The only required argument for the databricks_catalog resource is name, which is provided as the key in the dictionary above.

On the other hand, provisioning a catalog without the loop works:

resource "databricks_catalog" "sandbox" {
  name    = "example_catalog3"
}
1

There are 1 best solutions below

2
marcjanek On BEST ANSWER

In the variable block for the default value, you have provided an incorrect structure. You have provided a map of a map with catalogs. To solve your issue you need to remove the top-level map, which is unnecessary for your use case. After removing that map your variable will look like this:

variable "catalog" {
  type = map(object({
    catalog_grants         = optional(map(list(string)))
    catalog_owner          = optional(string)         # Username/groupname/sp application_id of the catalog owner.
    catalog_storage_root   = optional(string)         # Location in cloud storage where data for managed tables will be stored
    catalog_isolation_mode = optional(string, "OPEN") # Whether the catalog is accessible from all workspaces or a specific set of workspaces.
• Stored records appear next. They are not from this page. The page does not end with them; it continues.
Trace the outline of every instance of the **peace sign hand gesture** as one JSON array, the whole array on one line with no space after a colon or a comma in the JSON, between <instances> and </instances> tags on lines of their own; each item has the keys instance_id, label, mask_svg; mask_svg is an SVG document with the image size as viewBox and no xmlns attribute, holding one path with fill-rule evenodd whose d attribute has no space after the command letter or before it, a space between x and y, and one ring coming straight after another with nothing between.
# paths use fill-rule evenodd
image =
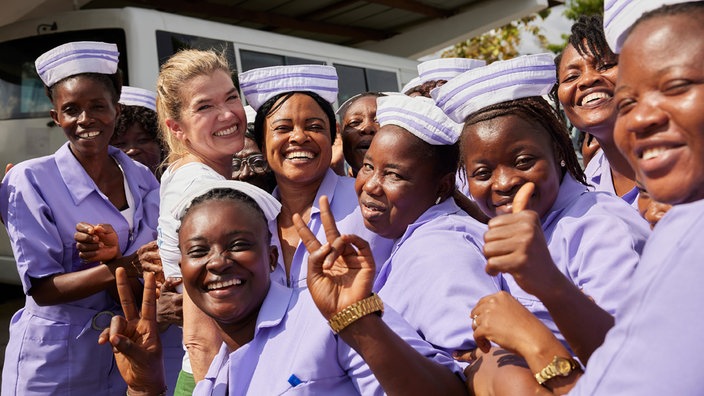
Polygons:
<instances>
[{"instance_id":1,"label":"peace sign hand gesture","mask_svg":"<svg viewBox=\"0 0 704 396\"><path fill-rule=\"evenodd\" d=\"M371 295L374 257L357 235L340 235L328 198L320 198L320 217L327 243L321 244L298 214L293 224L308 253L308 290L325 319Z\"/></svg>"},{"instance_id":2,"label":"peace sign hand gesture","mask_svg":"<svg viewBox=\"0 0 704 396\"><path fill-rule=\"evenodd\" d=\"M160 394L166 389L161 341L156 323L156 282L154 274L144 273L141 315L124 268L115 271L117 292L125 316L113 316L99 344L110 343L117 367L129 386L129 393Z\"/></svg>"}]
</instances>

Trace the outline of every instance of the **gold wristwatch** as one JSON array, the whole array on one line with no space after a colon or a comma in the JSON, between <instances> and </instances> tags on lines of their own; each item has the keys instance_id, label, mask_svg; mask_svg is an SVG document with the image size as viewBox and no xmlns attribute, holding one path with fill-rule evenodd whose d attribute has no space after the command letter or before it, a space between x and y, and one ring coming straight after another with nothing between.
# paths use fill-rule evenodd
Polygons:
<instances>
[{"instance_id":1,"label":"gold wristwatch","mask_svg":"<svg viewBox=\"0 0 704 396\"><path fill-rule=\"evenodd\" d=\"M555 356L550 364L535 374L535 379L542 385L551 378L567 377L577 368L579 368L579 363L576 360Z\"/></svg>"},{"instance_id":2,"label":"gold wristwatch","mask_svg":"<svg viewBox=\"0 0 704 396\"><path fill-rule=\"evenodd\" d=\"M337 334L357 319L373 312L378 312L379 316L384 313L384 303L376 293L372 293L370 297L357 301L356 303L336 313L332 318L330 318L328 324L332 328L332 331Z\"/></svg>"}]
</instances>

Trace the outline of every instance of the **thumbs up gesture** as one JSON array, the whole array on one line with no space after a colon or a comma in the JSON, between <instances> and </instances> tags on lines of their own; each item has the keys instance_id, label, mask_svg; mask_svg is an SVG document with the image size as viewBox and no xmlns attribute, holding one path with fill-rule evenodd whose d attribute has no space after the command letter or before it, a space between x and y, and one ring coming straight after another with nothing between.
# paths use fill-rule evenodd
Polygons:
<instances>
[{"instance_id":1,"label":"thumbs up gesture","mask_svg":"<svg viewBox=\"0 0 704 396\"><path fill-rule=\"evenodd\" d=\"M526 183L513 198L512 213L494 217L484 234L486 272L508 273L527 293L539 296L550 276L562 276L555 267L538 213L529 209L535 185Z\"/></svg>"}]
</instances>

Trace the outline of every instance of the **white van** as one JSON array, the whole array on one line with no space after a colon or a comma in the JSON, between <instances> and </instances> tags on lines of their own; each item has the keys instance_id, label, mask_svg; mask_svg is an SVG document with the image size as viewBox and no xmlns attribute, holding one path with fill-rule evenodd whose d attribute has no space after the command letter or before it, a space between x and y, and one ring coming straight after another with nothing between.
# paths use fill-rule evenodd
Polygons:
<instances>
[{"instance_id":1,"label":"white van","mask_svg":"<svg viewBox=\"0 0 704 396\"><path fill-rule=\"evenodd\" d=\"M338 103L362 91L397 91L418 62L338 45L140 8L72 11L0 27L0 172L65 142L34 69L45 51L70 41L117 44L125 85L154 89L159 65L182 48L224 50L238 72L291 64L335 66ZM19 283L4 227L0 282Z\"/></svg>"}]
</instances>

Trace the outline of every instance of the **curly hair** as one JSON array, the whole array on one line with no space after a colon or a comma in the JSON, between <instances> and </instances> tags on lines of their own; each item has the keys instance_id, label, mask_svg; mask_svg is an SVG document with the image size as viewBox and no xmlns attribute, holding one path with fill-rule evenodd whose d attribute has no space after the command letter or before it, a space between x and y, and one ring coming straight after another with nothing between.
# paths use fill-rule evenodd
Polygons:
<instances>
[{"instance_id":1,"label":"curly hair","mask_svg":"<svg viewBox=\"0 0 704 396\"><path fill-rule=\"evenodd\" d=\"M132 125L138 124L142 129L144 129L149 137L157 140L159 146L161 146L161 141L159 141L159 124L157 121L156 112L142 106L127 106L120 105L121 113L117 118L115 123L115 136L120 136Z\"/></svg>"},{"instance_id":2,"label":"curly hair","mask_svg":"<svg viewBox=\"0 0 704 396\"><path fill-rule=\"evenodd\" d=\"M572 147L572 140L567 133L564 121L555 108L540 96L516 99L484 107L470 114L465 120L464 127L467 128L470 125L509 115L520 117L544 130L552 141L555 158L564 160L567 172L580 183L588 185L584 171L579 165L577 154ZM464 177L467 175L467 165L464 163L464 157L467 154L464 148L465 139L466 134L463 133L460 137L460 168Z\"/></svg>"}]
</instances>

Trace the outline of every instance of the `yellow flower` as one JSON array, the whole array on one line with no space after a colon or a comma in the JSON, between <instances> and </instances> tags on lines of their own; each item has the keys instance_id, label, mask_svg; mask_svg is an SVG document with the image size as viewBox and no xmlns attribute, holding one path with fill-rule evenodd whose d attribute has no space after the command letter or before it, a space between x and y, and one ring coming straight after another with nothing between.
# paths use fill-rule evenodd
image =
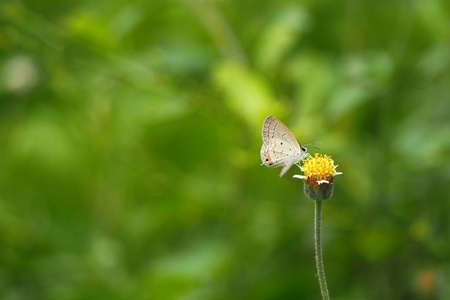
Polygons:
<instances>
[{"instance_id":1,"label":"yellow flower","mask_svg":"<svg viewBox=\"0 0 450 300\"><path fill-rule=\"evenodd\" d=\"M300 169L304 175L294 175L294 178L305 180L305 194L312 200L326 200L333 194L334 176L342 174L336 172L337 165L327 155L316 153L314 157L305 160Z\"/></svg>"}]
</instances>

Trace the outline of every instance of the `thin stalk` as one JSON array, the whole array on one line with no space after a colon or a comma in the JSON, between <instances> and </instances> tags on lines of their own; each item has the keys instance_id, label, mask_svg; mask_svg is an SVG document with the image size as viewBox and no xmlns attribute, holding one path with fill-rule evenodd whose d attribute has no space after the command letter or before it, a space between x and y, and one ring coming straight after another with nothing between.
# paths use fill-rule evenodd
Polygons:
<instances>
[{"instance_id":1,"label":"thin stalk","mask_svg":"<svg viewBox=\"0 0 450 300\"><path fill-rule=\"evenodd\" d=\"M317 266L317 276L319 277L320 292L322 293L322 299L329 300L330 295L328 294L327 280L325 279L325 269L323 267L323 256L322 256L322 201L316 200L315 202L315 213L314 213L314 224L315 224L315 240L316 240L316 266Z\"/></svg>"}]
</instances>

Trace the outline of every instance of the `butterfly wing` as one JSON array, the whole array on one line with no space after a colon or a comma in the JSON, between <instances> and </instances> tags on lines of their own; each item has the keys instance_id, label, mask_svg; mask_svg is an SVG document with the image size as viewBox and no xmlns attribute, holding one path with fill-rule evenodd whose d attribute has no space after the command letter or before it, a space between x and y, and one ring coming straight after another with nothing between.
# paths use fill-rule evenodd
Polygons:
<instances>
[{"instance_id":1,"label":"butterfly wing","mask_svg":"<svg viewBox=\"0 0 450 300\"><path fill-rule=\"evenodd\" d=\"M286 125L274 116L267 116L262 127L263 142L267 142L275 138L290 141L292 144L298 144L294 134L286 127Z\"/></svg>"},{"instance_id":2,"label":"butterfly wing","mask_svg":"<svg viewBox=\"0 0 450 300\"><path fill-rule=\"evenodd\" d=\"M264 120L262 139L261 161L270 168L283 167L280 177L307 155L294 134L274 116Z\"/></svg>"},{"instance_id":3,"label":"butterfly wing","mask_svg":"<svg viewBox=\"0 0 450 300\"><path fill-rule=\"evenodd\" d=\"M305 152L301 149L297 140L295 144L291 141L274 138L263 143L261 147L261 161L269 168L283 167L280 177L289 168L303 159Z\"/></svg>"}]
</instances>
Can be ISOLATED or OPEN.
    catalog_comment        = optional(string)         # User-supplied free-form text
    catalog_properties     = optional(map(string))    # Extensible Catalog Tags.
    schema_name            = optional(list(string))   # List of Schema names relative to parent catalog.
    schema_grants          = optional(map(list(string)))
    schema_owner           = optional(string) # Username/groupname/sp application_id of the schema owner.
    schema_comment         = optional(string)
    schema_properties      = optional(map(string))
  }))
  description = "Map of catalog name and its parameters"
  default = {
    # HERE I REMOVED THE MAP "CATALOG"
    example_catalog1 = {
      catalog_grants = {
        "[email protected]" = ["USE_CATALOG", "USE_SCHEMA", "CREATE_SCHEMA", "CREATE_TABLE", "SELECT", "MODIFY"]
      }
      schema_name = ["raw", "refined", "data_product"]
    }
    example_catalog2 = {
      catalog_grants = {
        "[email protected]" = ["USE_CATALOG", "USE_SCHEMA", "CREATE_SCHEMA", "CREATE_TABLE", "SELECT", "MODIFY"]
      }
      schema_name = ["raw", "refined", "data_product"]
    }
  }
}

As a validation I've run the Terraform plan and I got 2 resources as expected:

Terraform will perform the following actions:

  # databricks_catalog.this["example_catalog1"] will be created
  + resource "databricks_catalog" "this" {
      + force_destroy  = true
      + id             = (known after apply)
      + isolation_mode = "OPEN"
      + metastore_id   = (known after apply)
      + name           = "example_catalog1"
      + owner          = (known after apply)
    }

  # databricks_catalog.this["example_catalog2"] will be created
  + resource "databricks_catalog" "this" {
      + force_destroy  = true
      + id             = (known after apply)
      + isolation_mode = "OPEN"
      + metastore_id   = (known after apply)
      + name           = "example_catalog2"
      + owner          = (known after apply)
    }

Plan: 2 to add, 0 to change, 0 to destroy.